A large variety of Monte Carlo techniques has been developed tackle this problem. In particular Annealed Importance Sampling (AIS) \citep{neal2001annealed} and its Sequential Monte Carlo (SMC) extensions \citep{del2006sequential} are often regarded as the gold standard to compute normalizing constants. Variational techniques are a popular alternative to Markov Chain Monte Carlo (MCMC) and SMC where one considers a flexible family of easy-to-sample distributions $q^{\theta}$ whose parameters are optimized by minimizing a suitable metric, such as reverse Kullback--Leibler discrepancy $\KL(q^{\theta}||\pi)$.

Over recent years, Monte Carlo techniques have also been fruitfully combined with variational techniques. For example, AIS can be thought of as a procedure where $q^{\theta}(x,u)$ is the joint distribution of a Markov chain defined by a sequence of MCMC kernels whose final state is $x$ while $p^{\theta}(x,u)$ is the corresponding AIS extended target \citep{neal2001annealed}. The parameters $\theta$ of can then be learned by minimizing $\KL(q^{\theta}||p^{\theta})$ using gradient based methods \citep{wunoe2020stochastic,Geffner:2021,Thin:2021,ZhangAIS2021,doucet2022annealed,geffner2022langevin}.
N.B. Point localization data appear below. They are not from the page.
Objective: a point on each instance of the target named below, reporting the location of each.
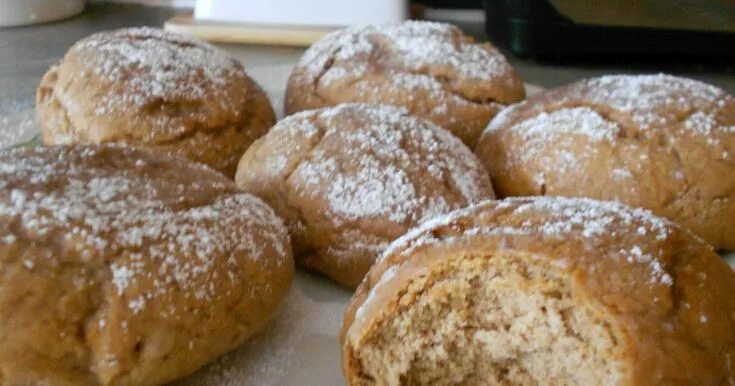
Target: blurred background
(550, 42)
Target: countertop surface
(27, 52)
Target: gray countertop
(27, 52)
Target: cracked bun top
(126, 268)
(349, 179)
(154, 89)
(654, 141)
(431, 69)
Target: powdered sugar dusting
(648, 98)
(87, 198)
(378, 173)
(150, 64)
(416, 45)
(560, 220)
(573, 133)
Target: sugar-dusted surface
(351, 178)
(556, 219)
(382, 157)
(163, 66)
(663, 291)
(432, 69)
(416, 45)
(95, 198)
(653, 141)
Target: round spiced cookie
(531, 291)
(350, 179)
(153, 89)
(431, 69)
(120, 267)
(653, 141)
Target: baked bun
(157, 90)
(431, 69)
(654, 141)
(350, 179)
(548, 291)
(121, 268)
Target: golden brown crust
(665, 293)
(432, 69)
(156, 90)
(348, 180)
(657, 142)
(124, 268)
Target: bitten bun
(120, 267)
(544, 291)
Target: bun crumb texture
(542, 290)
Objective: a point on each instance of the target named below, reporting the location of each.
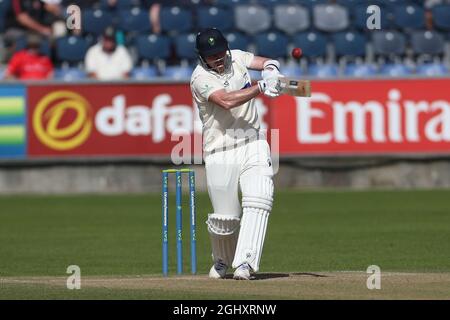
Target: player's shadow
(271, 275)
(309, 274)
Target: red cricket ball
(297, 53)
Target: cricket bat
(295, 87)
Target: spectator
(30, 64)
(28, 15)
(108, 61)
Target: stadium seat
(144, 73)
(96, 21)
(330, 17)
(349, 4)
(310, 4)
(313, 44)
(272, 3)
(120, 4)
(150, 47)
(392, 4)
(432, 69)
(360, 70)
(179, 73)
(272, 44)
(441, 17)
(291, 18)
(176, 19)
(252, 19)
(69, 74)
(349, 43)
(389, 43)
(409, 16)
(134, 20)
(360, 16)
(237, 40)
(395, 70)
(4, 7)
(427, 43)
(185, 46)
(213, 16)
(323, 70)
(71, 49)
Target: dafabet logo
(62, 120)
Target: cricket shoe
(243, 272)
(218, 270)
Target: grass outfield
(318, 245)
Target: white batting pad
(223, 231)
(257, 192)
(251, 237)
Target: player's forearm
(28, 22)
(236, 98)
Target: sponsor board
(12, 122)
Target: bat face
(295, 87)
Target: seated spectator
(108, 61)
(29, 15)
(30, 64)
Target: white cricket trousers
(226, 170)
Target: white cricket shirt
(220, 126)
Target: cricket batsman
(236, 152)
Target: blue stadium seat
(176, 19)
(69, 74)
(427, 43)
(349, 4)
(409, 16)
(214, 16)
(310, 4)
(360, 16)
(144, 73)
(271, 3)
(252, 19)
(237, 40)
(360, 70)
(330, 17)
(153, 47)
(349, 43)
(291, 19)
(432, 69)
(272, 44)
(4, 7)
(71, 49)
(179, 73)
(395, 70)
(392, 4)
(313, 44)
(441, 17)
(96, 21)
(44, 48)
(323, 70)
(134, 20)
(389, 43)
(120, 4)
(231, 3)
(185, 46)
Recent work \citep{vargas2023denoising} propose a new class of samplers coined denoising diffusion samplers (DDS). This method leverages Denoising Diffusion Probabilistic Models (DDPM), a powerful class of generative models \citep{sohl2015deep,ho2020denoising,song2020score} to sample from unnormalised densities. In this context, one adds noise progressively to data using diffusion to transform the complex target distribution into a Gaussian distribution. The time-reversal of this diffusion can then be used to transform a Gaussian sample into a sample from the target. In this work, we will explore in more detail the connection to stochastic control established between denoising diffusion models in \cite{vargas2023denoising} and leverage them to extend theoretical properties such as the ones derived in \cite{tzen2019theoretical} to denoising diffusion samplers (DDS).
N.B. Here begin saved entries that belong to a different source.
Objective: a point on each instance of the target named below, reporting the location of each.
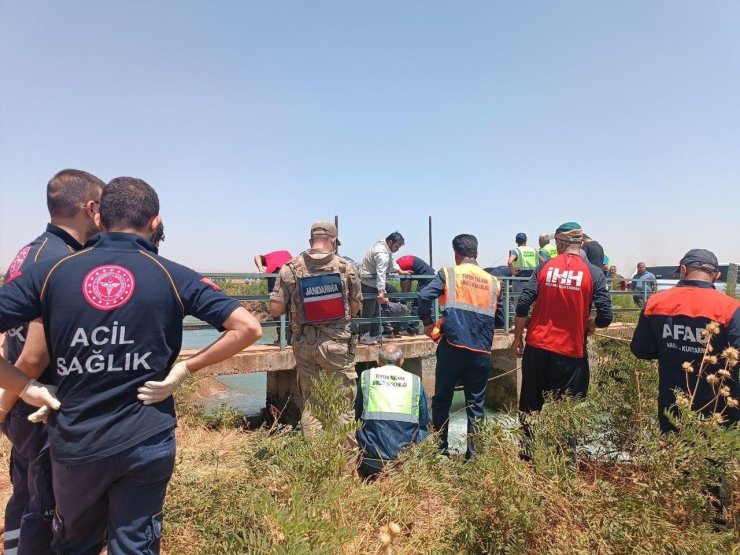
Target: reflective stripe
(551, 250)
(449, 275)
(378, 395)
(473, 308)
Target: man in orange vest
(465, 334)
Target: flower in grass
(717, 418)
(731, 355)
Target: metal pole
(431, 263)
(282, 332)
(506, 304)
(336, 224)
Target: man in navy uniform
(72, 197)
(112, 315)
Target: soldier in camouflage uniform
(322, 292)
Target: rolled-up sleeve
(381, 267)
(427, 295)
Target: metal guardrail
(507, 296)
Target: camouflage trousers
(325, 350)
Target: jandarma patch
(108, 287)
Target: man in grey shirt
(378, 261)
(643, 280)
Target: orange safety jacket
(469, 298)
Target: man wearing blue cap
(672, 329)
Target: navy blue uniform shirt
(113, 320)
(52, 243)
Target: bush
(632, 490)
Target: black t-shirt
(54, 242)
(113, 320)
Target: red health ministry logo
(15, 266)
(108, 287)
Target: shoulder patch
(210, 283)
(15, 266)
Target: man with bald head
(392, 405)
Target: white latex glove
(154, 392)
(40, 395)
(40, 416)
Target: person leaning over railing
(378, 261)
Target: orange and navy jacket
(564, 288)
(670, 329)
(469, 295)
(54, 242)
(113, 320)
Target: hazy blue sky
(253, 119)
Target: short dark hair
(465, 245)
(395, 237)
(69, 190)
(128, 203)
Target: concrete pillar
(282, 397)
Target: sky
(254, 119)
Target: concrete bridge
(503, 387)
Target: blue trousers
(454, 365)
(30, 510)
(120, 497)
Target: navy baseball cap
(699, 258)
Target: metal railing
(506, 302)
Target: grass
(632, 491)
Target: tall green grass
(632, 490)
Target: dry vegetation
(633, 491)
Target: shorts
(547, 372)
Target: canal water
(247, 392)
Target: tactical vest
(550, 249)
(321, 293)
(390, 393)
(469, 300)
(526, 258)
\section{Denoising Diffusion Models and Samplers}\label{sec:DDSCT}
For the purpose of this work we will introduce Denoising Diffusions and DDS in continuous time. Let $\mathcal{C}=C([0,T],\mathbb{R}^d)$ be the space of continuous functions from $[0,T]$ to $\mathbb{R}^d$ and $\mathcal{B}(\mathcal{C})$ the Borel sets on $\mathcal{C}$. We consider path measures which are probability measures on $(\mathcal{C},\mathcal{B}(\mathcal{C}))$ \citep{leonard2013survey}. For synergy with the results in \cite{tzen2019theoretical} we will introduce DDS \citep{vargas2023denoising} with the time reversals flipped, meaning we interchange the backwards and the forwards processes compared to \citep{vargas2023denoising,ho2020denoising,song2020denoising,de2021diffusion}.

\subsection{Backwards diffusion and its time-reversal}
Consider the forward noising diffusion given by a time-reversed Ornstein--Uhlenbeck (OU) process.
\begin{equation}\label{eq:forwarddiffusionP}
    \mathrm{d}x_t=-\beta_t x_t \mathrm{d}t+\sigma \sqrt{2\beta_t}\mathrm{d}B_t,\footnote{\cite{song2020denoising} refer to ths SDE as the VP-SDE.}\qquad x_0 \sim \pi, 
\end{equation}
where $(B_t)_{t\in[0,T]}$ is a $d$-dimension Brownian motion and $t \rightarrow \beta_t$ is a non-decreasing positive function. This diffusion induces the path measure $\mathcal{P}$ on the time interval $[0,T]$ and the marginal density of $x_t$ is denoted $p_t$. The transition density of this diffusion is given by $p_{t|0}(x_t|x_0)=\mathcal{N}(x_t;\sqrt{1-\lambda_t}x_0,\sigma^2 \lambda_t I)$ where $\lambda_t=1-\exp(-2\int^t_0\beta_s \mathrm{d}s)$. We will always consider a scenario where  $\int_0^T \beta_s \mathrm{d}s \gg 1$ so that $p_T(x_T)\approx \mathcal{N}(x_T;0,\sigma^2 I)$. 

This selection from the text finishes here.